When I started writing my book Living Networks in early 2002 I thought that it was important to demonstrate that the concept of ‘living networks’ was not just a metaphor, but a reality: we, together with the networks that connect us, are literally a new life form.

To show this I drew on the literature on autopoiesis, which was proposed as a new way of understanding the nature of life, and wrote a lengthy introduction to the book. My editor, very rightly, thought it was the wrong way to begin the book, and the introduction never saw the light of day.

This morning when someone mentioned living networks to me I remembered that this was a literal phrase that I had never explained, so here is the introduction, seen for the first time. We are indeed part of an emerging higher-order life form, and that is a wonderful thing…

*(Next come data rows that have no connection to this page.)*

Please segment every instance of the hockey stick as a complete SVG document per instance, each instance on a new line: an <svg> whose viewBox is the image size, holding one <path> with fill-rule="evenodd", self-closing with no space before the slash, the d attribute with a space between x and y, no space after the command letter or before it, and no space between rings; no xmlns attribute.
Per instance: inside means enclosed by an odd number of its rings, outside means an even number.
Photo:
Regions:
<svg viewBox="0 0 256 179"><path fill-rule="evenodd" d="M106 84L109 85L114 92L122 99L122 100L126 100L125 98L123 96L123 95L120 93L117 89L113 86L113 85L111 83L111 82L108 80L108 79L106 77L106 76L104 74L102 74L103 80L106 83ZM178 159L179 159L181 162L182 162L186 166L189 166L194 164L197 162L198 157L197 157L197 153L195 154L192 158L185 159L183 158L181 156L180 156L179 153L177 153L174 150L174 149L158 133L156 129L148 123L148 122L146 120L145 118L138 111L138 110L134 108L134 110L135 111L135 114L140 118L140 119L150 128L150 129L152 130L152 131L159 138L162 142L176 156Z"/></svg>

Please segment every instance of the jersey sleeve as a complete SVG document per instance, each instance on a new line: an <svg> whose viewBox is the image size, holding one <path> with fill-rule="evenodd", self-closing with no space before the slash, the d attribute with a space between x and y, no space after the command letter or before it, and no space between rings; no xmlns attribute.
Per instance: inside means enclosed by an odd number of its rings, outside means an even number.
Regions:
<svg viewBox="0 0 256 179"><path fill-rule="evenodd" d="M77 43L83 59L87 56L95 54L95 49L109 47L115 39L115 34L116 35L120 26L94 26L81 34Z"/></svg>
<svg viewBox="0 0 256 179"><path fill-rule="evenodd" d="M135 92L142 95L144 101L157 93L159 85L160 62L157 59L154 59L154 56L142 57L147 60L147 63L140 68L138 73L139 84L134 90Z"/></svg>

Introduction: How Connectivity is Bringing Our World to Life:

We who are privileged to be alive today are participating in the birth of a new lifeform: the global networks. All the talk of the “new economy” in the late 1990s reflected many of the changes at play in our world. In truth they may well have underestimated the importance of the juncture we are at, which represents a complete change in the nature of society and business. Since the dawn of humanity people have been the dominant force on our planet, for better and—sometimes—for worse. Now people as individuals are being transcended by a higher-order lifeform, which is connecting and merging most of the people and all the digital devices on the planet into a single entity.